Só vencedoras. O repositório vira vitrine. Derrotas e empates nunca foram registrados, então o acervo ensina que tudo que o time tentou deu certo, o que é falso e perigoso: a mesma ideia perdedora volta no trimestre seguinte sem nada registrado para barrá-la. A correção é uma regra de documentação que não dependa do desfecho.
O que registrar de cada experimento
O esquema de entrada abaixo é deliberadamente curto. Cada campo ganha o lugar dele respondendo a uma pergunta que aparece depois, e o que não responde é fricção que uma hora mata o hábito.

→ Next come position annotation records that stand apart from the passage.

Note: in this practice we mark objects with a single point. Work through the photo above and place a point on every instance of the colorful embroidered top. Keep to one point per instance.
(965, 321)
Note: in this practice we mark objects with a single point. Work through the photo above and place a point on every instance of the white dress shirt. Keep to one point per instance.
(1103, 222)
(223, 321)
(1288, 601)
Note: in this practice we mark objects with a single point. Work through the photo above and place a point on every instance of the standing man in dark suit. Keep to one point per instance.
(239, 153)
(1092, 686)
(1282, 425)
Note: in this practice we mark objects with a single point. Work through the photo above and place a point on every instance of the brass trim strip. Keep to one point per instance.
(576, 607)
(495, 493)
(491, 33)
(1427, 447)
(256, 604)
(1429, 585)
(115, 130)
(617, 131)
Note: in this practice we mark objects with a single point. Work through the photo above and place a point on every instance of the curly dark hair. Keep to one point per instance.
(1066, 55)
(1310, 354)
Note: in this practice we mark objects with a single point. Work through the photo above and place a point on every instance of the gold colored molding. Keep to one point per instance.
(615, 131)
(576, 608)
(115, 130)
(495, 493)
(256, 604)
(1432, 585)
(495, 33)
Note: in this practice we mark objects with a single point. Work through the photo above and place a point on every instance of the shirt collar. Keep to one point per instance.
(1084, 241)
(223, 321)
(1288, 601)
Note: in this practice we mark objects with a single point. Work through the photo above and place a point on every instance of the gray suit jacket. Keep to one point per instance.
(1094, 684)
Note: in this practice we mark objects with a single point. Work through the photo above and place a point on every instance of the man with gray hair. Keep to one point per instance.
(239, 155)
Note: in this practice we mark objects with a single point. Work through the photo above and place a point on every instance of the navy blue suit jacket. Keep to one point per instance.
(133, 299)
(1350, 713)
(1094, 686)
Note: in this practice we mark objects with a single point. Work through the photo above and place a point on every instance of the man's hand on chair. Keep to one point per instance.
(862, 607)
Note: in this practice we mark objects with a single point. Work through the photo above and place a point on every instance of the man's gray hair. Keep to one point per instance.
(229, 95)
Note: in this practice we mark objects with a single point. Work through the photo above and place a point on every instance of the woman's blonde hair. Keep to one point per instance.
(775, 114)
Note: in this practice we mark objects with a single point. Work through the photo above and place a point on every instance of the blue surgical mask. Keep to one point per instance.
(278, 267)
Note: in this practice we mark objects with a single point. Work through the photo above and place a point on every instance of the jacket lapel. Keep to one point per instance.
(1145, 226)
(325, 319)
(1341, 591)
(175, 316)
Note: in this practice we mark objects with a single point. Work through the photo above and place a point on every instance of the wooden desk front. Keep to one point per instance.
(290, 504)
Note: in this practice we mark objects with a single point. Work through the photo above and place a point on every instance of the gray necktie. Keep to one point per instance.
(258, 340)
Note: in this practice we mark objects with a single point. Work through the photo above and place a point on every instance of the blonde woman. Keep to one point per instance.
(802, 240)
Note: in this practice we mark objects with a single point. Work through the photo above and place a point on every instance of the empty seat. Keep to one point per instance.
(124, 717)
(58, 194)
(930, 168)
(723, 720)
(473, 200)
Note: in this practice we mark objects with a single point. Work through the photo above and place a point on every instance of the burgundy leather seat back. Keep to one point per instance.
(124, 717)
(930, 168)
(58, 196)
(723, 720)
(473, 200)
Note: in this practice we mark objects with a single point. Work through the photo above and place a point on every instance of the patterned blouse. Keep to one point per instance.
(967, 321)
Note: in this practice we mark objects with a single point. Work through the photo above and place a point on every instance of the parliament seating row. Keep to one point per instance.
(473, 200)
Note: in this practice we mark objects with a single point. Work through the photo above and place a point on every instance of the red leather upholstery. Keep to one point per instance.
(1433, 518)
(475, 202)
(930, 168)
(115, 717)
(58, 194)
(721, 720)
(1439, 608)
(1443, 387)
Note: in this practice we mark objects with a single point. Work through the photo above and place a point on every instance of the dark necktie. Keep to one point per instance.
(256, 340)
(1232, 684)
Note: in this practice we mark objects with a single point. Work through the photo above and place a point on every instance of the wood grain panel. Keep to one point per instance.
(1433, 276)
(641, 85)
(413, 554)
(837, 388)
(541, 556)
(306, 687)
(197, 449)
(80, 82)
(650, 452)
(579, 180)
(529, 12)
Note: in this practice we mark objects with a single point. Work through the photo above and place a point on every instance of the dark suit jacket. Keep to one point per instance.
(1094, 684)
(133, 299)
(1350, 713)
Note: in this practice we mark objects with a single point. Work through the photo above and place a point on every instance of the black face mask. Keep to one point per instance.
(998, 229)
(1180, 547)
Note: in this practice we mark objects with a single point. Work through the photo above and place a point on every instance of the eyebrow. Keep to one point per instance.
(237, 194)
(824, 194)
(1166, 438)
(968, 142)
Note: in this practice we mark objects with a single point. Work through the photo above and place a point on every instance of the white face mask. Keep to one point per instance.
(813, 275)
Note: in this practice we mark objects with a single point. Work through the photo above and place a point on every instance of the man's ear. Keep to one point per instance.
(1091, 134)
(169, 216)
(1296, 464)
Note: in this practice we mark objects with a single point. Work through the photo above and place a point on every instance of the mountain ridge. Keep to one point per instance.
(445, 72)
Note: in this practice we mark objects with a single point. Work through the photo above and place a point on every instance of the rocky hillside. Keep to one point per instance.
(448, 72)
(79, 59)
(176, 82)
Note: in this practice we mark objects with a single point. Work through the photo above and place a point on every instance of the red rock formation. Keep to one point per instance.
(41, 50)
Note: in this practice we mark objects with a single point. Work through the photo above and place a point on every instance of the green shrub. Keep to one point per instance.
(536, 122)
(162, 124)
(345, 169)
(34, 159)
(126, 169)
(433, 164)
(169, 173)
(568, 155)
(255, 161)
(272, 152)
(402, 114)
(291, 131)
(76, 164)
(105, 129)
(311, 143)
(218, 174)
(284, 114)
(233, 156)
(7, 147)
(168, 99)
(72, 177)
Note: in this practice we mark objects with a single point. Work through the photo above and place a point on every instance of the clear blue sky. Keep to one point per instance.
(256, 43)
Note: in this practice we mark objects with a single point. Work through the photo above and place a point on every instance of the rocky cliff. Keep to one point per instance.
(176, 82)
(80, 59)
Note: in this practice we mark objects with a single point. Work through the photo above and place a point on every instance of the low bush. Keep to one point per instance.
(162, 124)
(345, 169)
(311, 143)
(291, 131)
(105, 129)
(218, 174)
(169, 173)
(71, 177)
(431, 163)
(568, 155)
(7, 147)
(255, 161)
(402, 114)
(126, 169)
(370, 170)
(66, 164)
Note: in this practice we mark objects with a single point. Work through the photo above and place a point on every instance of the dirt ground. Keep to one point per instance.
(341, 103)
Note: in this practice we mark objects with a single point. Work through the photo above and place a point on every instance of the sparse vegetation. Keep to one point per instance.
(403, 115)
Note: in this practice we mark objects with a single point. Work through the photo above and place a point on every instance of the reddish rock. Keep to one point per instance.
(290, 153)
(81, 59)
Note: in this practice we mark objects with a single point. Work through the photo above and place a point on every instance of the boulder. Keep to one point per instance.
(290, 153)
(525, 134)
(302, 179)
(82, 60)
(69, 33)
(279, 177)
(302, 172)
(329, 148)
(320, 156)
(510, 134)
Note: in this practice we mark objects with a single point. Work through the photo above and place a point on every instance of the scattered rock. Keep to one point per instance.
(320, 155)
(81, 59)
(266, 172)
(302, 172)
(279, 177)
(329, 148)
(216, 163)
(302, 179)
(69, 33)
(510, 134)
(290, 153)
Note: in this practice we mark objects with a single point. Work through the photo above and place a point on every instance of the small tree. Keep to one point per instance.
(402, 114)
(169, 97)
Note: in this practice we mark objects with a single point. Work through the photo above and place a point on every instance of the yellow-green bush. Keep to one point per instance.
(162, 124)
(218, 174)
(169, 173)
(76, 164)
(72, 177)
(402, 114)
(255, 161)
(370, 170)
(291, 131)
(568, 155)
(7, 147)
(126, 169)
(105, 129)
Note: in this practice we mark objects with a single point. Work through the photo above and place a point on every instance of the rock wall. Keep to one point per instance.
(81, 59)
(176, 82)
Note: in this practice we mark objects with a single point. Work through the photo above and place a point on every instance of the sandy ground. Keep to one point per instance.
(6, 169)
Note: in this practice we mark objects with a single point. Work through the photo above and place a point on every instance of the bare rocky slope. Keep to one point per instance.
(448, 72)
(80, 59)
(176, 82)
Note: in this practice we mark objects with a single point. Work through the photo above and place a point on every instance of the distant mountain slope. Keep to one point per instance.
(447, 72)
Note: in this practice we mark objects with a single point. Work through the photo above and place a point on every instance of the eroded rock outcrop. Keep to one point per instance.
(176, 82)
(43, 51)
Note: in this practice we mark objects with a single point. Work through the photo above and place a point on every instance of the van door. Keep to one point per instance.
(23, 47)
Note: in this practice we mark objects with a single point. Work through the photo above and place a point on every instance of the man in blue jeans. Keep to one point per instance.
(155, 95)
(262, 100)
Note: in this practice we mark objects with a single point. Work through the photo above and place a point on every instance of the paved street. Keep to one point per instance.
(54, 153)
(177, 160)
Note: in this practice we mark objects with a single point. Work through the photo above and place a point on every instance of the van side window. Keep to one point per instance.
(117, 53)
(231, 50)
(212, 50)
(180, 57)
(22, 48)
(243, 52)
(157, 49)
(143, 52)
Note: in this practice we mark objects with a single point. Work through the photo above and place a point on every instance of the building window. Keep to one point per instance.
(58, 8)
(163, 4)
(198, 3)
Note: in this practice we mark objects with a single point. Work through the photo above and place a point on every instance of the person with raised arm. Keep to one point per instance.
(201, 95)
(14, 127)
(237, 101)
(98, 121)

| Campo | O que entra | A pergunta futura que ele responde |
|---|---|---|
| Título em forma de pergunta | “Remover o campo de cupom aumenta a conclusão do checkout?” | “Alguém já testou isso?” |
| Decisão (primeira linha) | Implementado, revertido ou inconclusivo | “O que aconteceu?” sem abrir a entrada |
| Hipótese | Porque observamos X, acreditamos que Y causa Z, medido por W | “O que a gente estava prevendo, afinal?” |
| Página e público | Padrão de URL exato, dispositivo, país, novo ou recorrente | “Isso vale pro meu caso?” |
| Métrica primária | Exatamente uma, escolhida antes de rodar | “A métrica foi escolhida depois do fato?” |
| Métricas de guarda | O que não pode piorar | “A vitória custou alguma coisa em outro lugar?” |
| Amostra e duração planejadas | Amostra por variação e a janela fixada antes | “Esse teste foi dimensionado direito?” |
| Números observados | Visitantes e conversões por variação | “Consigo reconferir esse resultado por conta própria?” |
| Valor p e intervalo de confiança | Não só o veredito, o intervalo | “De que tamanho o efeito poderia ser de verdade?” |
| Interpretação | Um parágrafo: no que acreditamos agora e por quê | “O que a gente aprendeu além do veredito?” |
| Links | Capturas, painel, mudança de código, item do roadmap | “Onde está a evidência?” |
Dois campos merecem defesa, porque são os primeiros a serem cortados. Números observados importa porque um veredito sem as contagens brutas não pode ser reconferido, e resultados são reconferidos, normalmente quando alguém suspeita de um bug de rastreamento meses depois. Interpretação importa porque o veredito sozinho envelhece mal: “a variação B venceu, p igual a 0,03” não diz nada a uma pessoa nova sobre qual crença mudou. Se você mantiver um único campo de texto corrido, mantenha esse.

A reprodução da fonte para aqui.